# Slot & Slot-Value Pairing

# What

# What is a slot?

A slot is a key piece of information whose value you want to extract from the user utterances to return meaningful responses or drive logic. It is used to select information which has been requested or to complete an action that requires this information. For example, in order for an AI to be able to help you get your bank account balance, the key information i.e. slot you would need to provide is your account type: checking, savings etc.

# What is slot-value pairing (SVP)?

Slot-value pairing is another AI engine that the Clinc AI Platform uses to train the AI to be able to understand natural human discourse. The Slot-Value Pairing (SVP) engine parses through every word in the input query and extracts words and/or phrases that belong to slots specified by you when creating the competency. This happens post-classification based on the slots relevant to the new state.

The slot values extracted then get passed to your Business Logic server to get validated, then you can use that information to process the user’s request. Say for example a user would like to know their account balance. After the AI extracts their account type, it will then talk to the bank's API and ask for the user’s checking account balance. Then the AI passes that information back to the end user as either a visual or speech response, and in some cases both.

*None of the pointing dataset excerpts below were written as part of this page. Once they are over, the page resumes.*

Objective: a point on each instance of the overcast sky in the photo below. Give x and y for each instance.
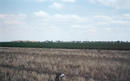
(65, 20)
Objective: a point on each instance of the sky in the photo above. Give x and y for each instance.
(65, 20)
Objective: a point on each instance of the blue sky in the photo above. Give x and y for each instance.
(65, 20)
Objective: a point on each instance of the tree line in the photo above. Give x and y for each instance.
(108, 45)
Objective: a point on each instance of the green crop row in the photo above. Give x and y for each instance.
(110, 45)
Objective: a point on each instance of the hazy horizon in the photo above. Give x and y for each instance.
(65, 20)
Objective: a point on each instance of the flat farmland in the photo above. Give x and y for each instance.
(42, 64)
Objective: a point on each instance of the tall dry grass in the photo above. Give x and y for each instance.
(37, 64)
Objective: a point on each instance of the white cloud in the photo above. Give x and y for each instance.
(56, 5)
(40, 0)
(54, 26)
(117, 4)
(41, 14)
(70, 1)
(13, 18)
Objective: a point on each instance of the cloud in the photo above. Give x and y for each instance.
(56, 5)
(13, 18)
(70, 1)
(54, 26)
(40, 0)
(117, 4)
(41, 14)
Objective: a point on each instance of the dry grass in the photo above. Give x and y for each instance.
(38, 64)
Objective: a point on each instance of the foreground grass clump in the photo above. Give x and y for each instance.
(38, 64)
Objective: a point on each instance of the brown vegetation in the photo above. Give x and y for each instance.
(38, 64)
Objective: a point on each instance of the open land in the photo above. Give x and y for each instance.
(42, 64)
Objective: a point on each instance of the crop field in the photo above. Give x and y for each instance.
(42, 64)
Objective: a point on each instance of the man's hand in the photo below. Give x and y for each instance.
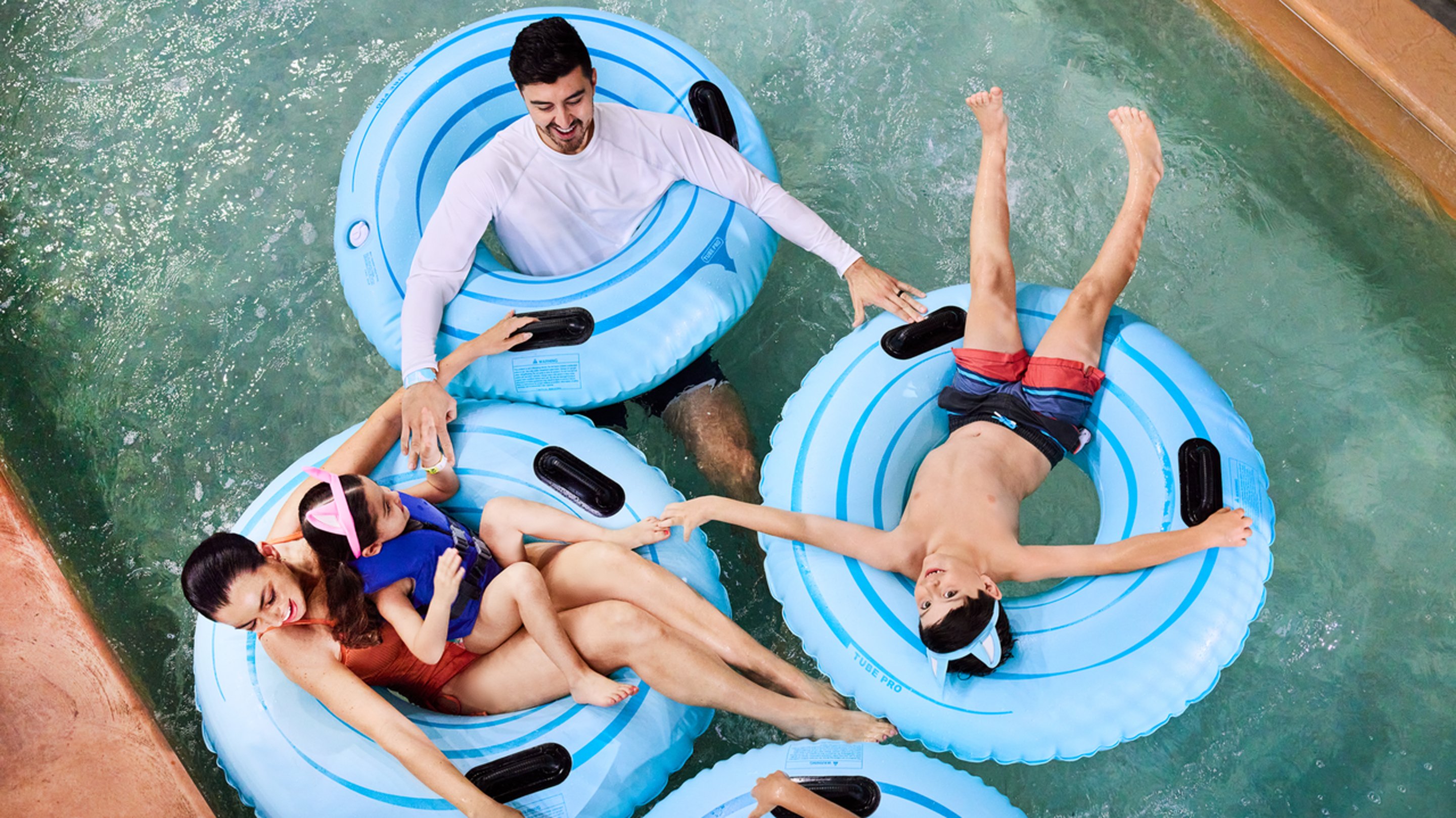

Slot data is used to train the SVP model to identify what data should be extracted, where this data usually appears in the sentence, and what shape the words usually take.

slot data

With the classification data collected, you would usually also label the slots in them (as shown in the image above). "Unlabeled" is also a label which trains the AI engine to be able to extract slot more accurately.

# How

How to add/remove a slot?

How to label slot data?

How to export slot data?

How to use Auto Replace and Auto Label?

How to curate slot data?

How to use the slot data distribution tool?

How to utilize slot-value pairing?

Best Practice Tips

# How to add/remove a slot?

To add/remove a slot post creation of the competency:

  1. In the overflow menu more next to the competency name in the competency sidebar, select edit.

  2. In the modal popped up, you can delete existing slot or add new slots. Press enter after each entry.

add remove slot

# How to collect slot data?

Generally in the Clinc AI Platform, there are three ways to collect slot data:

  1. Manual Labeling
  2. Import
  3. Crowdsource

# Manual Labeling

  1. From your AI workspace, select the competency/state/transition, click on the slot name that you would like to add data to.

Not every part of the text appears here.